Мне рассказывали, что когда мама меня носила, то соблюдала все народные, как у нас называли, женские «забобоны». Беременной она не смотрела и не слушала ничего такого, что могло бы вызвать отрицательные эмоции. Избегала любых ссор, а если при ней возникали какие-то перепалки — просто отходила в сторону. Это было разумное поведение, подсказанное народным опытом.

Я родилась в 1928 году в Киеве — в доме № 1 по улице Караваевской. Мама работала в школе, отец — военный врач, постоянно разъезжал по воинским гарнизонам, больницам, госпиталям.

Жили мы в квартире, которая принадлежала бабушке. В одной комнатке ютились бабушка, старшая мамина сестра и мой двоюродный брат. Во второй, в десять квадратных метров, — папа, мама и я. В комнатке стояли родительская кровать, моя кроватка, а когда через девять лет появилась сестричка, она заняла кроватку, а меня «выселили» на раскладушку. Еще стояли шкаф и маленькая этажерка с папиными книгами.

Как мы все вмещались в эту квартирку, сегодня я представить просто не могу. Правда, так жили не только мы, а и очень многие. Дома были набиты людьми, как ульи пчелами.

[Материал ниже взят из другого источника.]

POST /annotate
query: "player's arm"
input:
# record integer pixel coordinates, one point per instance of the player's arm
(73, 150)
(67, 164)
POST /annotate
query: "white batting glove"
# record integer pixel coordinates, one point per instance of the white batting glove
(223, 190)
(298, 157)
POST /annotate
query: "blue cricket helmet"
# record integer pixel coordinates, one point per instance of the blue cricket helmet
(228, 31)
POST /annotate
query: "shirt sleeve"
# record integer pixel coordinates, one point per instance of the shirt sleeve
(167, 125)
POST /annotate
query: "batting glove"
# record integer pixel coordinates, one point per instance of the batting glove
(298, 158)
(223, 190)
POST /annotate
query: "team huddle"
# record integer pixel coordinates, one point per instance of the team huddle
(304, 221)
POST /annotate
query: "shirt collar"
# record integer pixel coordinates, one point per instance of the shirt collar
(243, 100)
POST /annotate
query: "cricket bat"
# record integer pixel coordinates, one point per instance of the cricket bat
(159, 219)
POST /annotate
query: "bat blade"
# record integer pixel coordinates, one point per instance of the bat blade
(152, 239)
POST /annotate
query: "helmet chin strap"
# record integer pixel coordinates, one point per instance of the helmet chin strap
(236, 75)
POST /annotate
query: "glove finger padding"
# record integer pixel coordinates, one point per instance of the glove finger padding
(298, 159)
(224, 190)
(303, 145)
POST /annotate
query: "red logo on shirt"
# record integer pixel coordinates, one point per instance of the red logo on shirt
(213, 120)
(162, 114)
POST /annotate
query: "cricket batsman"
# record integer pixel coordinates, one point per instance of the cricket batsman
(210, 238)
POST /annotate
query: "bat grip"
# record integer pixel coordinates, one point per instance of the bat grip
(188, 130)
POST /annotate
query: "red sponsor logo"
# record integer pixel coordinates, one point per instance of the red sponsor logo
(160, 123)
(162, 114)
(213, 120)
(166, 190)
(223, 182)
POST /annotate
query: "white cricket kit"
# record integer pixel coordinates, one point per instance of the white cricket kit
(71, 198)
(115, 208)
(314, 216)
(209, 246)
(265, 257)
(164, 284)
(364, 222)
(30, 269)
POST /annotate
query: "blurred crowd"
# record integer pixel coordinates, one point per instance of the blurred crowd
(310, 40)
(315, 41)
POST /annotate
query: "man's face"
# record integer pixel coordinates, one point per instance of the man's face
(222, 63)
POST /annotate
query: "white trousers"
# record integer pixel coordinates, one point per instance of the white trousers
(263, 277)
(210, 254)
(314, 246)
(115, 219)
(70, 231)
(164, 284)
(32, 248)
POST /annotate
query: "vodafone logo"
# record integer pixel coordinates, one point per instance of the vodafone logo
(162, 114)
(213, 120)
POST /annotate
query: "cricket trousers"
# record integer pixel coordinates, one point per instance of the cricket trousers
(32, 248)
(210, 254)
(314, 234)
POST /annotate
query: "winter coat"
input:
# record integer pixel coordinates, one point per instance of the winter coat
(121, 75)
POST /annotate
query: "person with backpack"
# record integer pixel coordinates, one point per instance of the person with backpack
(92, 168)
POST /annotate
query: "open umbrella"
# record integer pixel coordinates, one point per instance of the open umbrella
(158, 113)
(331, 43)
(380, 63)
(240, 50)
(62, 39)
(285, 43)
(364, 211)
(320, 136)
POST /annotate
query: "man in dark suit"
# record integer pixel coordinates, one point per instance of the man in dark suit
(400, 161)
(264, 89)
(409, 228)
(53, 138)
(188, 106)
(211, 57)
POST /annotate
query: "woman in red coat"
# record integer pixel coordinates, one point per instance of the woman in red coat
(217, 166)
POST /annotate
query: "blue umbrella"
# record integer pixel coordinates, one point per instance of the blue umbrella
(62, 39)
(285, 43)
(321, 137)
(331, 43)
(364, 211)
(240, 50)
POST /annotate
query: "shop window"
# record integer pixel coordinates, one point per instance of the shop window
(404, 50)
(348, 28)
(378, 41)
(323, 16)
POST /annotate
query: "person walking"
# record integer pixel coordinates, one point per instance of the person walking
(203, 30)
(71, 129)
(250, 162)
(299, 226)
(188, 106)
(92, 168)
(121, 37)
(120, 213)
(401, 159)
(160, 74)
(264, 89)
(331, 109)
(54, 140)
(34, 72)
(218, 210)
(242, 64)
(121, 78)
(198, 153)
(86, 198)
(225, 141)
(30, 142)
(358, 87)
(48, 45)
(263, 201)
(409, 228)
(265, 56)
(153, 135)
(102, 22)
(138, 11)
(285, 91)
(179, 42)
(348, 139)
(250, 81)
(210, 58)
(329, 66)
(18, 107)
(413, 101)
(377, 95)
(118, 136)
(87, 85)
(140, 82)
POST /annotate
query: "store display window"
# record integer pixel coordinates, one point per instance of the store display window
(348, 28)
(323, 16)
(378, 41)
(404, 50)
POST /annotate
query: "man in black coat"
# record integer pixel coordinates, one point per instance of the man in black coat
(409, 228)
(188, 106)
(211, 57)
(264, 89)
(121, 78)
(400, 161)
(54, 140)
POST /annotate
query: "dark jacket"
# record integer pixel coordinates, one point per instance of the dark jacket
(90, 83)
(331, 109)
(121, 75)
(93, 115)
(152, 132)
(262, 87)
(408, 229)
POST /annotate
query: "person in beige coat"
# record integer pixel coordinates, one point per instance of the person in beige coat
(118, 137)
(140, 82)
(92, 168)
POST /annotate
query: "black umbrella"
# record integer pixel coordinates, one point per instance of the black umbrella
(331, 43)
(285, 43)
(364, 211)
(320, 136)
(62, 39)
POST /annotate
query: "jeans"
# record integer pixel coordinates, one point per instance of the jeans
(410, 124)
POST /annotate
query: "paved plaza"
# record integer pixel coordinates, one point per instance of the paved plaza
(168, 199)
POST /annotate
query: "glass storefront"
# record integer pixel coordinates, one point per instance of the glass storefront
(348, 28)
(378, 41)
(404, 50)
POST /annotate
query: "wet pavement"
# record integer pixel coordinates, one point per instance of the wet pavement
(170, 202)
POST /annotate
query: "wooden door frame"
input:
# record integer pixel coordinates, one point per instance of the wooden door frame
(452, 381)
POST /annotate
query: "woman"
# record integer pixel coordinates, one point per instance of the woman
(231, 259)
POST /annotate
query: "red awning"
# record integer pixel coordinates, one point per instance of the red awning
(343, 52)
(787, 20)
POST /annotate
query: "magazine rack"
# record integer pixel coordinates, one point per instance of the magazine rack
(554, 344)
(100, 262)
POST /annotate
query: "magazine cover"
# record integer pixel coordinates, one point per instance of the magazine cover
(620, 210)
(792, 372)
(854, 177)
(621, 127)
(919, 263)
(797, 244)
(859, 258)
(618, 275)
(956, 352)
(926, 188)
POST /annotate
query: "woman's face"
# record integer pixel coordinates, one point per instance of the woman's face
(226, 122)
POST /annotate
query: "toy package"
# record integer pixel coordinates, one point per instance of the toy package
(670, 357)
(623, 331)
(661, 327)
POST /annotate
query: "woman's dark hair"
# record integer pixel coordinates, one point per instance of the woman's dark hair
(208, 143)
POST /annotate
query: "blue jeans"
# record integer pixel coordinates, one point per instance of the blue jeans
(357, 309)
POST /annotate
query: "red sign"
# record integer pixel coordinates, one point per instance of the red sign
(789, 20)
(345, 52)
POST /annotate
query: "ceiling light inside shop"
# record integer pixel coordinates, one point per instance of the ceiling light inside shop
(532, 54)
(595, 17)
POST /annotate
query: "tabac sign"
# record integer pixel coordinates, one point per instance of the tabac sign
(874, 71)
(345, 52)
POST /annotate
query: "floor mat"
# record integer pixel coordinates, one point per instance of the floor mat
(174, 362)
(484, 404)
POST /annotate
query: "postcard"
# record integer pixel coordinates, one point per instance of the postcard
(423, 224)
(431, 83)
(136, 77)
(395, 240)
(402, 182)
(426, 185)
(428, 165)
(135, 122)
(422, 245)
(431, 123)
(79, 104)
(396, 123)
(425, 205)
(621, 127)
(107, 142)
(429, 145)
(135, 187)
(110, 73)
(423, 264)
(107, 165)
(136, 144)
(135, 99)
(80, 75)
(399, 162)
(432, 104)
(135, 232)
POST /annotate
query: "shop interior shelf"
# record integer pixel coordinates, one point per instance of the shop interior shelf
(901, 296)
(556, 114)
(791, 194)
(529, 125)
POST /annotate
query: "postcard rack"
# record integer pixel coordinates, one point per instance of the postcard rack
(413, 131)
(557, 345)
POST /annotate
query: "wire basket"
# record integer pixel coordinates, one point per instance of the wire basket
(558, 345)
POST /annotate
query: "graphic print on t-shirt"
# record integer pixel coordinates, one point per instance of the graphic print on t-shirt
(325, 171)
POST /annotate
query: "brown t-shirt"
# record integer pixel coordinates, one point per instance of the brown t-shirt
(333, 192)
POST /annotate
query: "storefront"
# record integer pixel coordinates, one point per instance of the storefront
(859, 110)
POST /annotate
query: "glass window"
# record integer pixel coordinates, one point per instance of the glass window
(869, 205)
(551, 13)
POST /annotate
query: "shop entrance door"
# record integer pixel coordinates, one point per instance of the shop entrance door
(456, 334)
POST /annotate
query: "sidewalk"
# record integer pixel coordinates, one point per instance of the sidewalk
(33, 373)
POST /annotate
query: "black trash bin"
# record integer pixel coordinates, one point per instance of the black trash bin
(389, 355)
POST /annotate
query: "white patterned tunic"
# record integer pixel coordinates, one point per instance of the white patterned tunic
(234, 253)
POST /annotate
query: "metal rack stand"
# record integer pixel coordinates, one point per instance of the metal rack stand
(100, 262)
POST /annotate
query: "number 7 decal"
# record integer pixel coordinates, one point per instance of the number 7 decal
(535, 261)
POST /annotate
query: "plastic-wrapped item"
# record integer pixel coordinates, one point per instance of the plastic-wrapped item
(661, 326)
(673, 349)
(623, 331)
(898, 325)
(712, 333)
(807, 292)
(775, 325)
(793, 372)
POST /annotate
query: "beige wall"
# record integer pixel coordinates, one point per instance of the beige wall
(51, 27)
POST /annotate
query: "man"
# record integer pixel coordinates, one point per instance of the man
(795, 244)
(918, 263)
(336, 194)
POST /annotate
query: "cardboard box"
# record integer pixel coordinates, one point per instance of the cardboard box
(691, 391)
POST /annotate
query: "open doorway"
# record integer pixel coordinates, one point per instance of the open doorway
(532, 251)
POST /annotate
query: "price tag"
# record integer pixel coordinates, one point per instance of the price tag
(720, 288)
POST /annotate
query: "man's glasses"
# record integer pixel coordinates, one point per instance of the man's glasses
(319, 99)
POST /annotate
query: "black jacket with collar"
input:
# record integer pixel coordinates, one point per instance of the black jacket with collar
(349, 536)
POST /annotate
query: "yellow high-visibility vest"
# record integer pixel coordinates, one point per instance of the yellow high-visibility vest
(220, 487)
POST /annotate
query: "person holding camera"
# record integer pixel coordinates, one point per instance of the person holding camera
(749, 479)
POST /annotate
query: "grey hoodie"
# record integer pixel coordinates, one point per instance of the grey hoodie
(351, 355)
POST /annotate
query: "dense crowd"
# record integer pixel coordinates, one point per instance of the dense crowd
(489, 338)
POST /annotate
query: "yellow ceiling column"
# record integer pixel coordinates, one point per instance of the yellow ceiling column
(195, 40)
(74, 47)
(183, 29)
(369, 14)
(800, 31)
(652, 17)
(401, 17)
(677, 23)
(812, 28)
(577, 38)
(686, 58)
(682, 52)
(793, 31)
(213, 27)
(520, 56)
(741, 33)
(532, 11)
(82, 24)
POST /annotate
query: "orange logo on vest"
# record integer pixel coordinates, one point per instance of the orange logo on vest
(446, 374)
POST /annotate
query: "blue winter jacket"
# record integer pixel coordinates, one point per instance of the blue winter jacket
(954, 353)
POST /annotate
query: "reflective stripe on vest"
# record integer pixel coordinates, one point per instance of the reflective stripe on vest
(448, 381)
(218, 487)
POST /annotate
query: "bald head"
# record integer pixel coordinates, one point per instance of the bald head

В моей памяти эта бабушкина квартирка почти не осталась. Но я до сих пор помню: ее многочисленные обитатели непрерывно готовили еду, стирали, сушили белье. И несмотря на такое скопление людей, ссоры были большой редкостью.

В нашем доме на лестнице был устроен детский «театр». Были места для зрителей — родителей и соседей, между этажами площадка — сцена и балкон — закулисье. Особенно часто мы представляли что-нибудь из «Чапаева». Чапаем был мой двоюродный брат, я, естественно, — Петькой. Выходила и важно командовала: «Тихо! Чапай думать будет!» Мне казалось, что я говорила это строго, и не понимала, почему взрослые весело смеются.

В ответ на вопрос, откуда я родом, я могла бы ответить: из бедности, из коммуналки, из войны. Самое удивительное, что никто эту бедность не ощущал — мы свято веровали, что это и есть счастливая жизнь, а завтрашняя жизнь вообще будет замечательной.

Но теснота нас доконала. И когда папе предложили переехать служить из столичного Киева в маленький городок Нежин, где можно было получить отдельную квартиру, он охотно согласился. Папу не смущало, что мы меняем столицу на провинцию, — он был человеком без ненужных амбиций. В Нежине находился военный гарнизон и требовался врач. Это был тихий зеленый городок.

Когда настало лето 1941 года, мы решили, что каникулы проведем у папы. Перед отъездом мама понесла в починку примус. Слесарь ей сказал:

— Куда вы едете, мадам? Будет война!

— Не говорите глупостей! — решительно ответила моя оптимистка мама. Хотя о надвигавшейся войне тогда говорили многие.

Мы поехали. Взяли только летние вещи, предполагалось, что я буду купаться и загорать. В Киеве остались вся наша теплая одежда, альбомы с фотографиями, все то, что в каждой семье накапливается годами.

Несколько лет назад я попыталась у давних знакомых нашей семьи по Киеву отыскать наши семейные фотографии. Нашлись три-четыре, остальные погибли в огне войны, которая обрушилась на страну, на всех нас.

Она началась внезапно — бомбежками близкого Киева, спешной погрузкой частей местного военного гарнизона в эшелоны, воздушными тревогами, длинными очередями на призывных пунктах.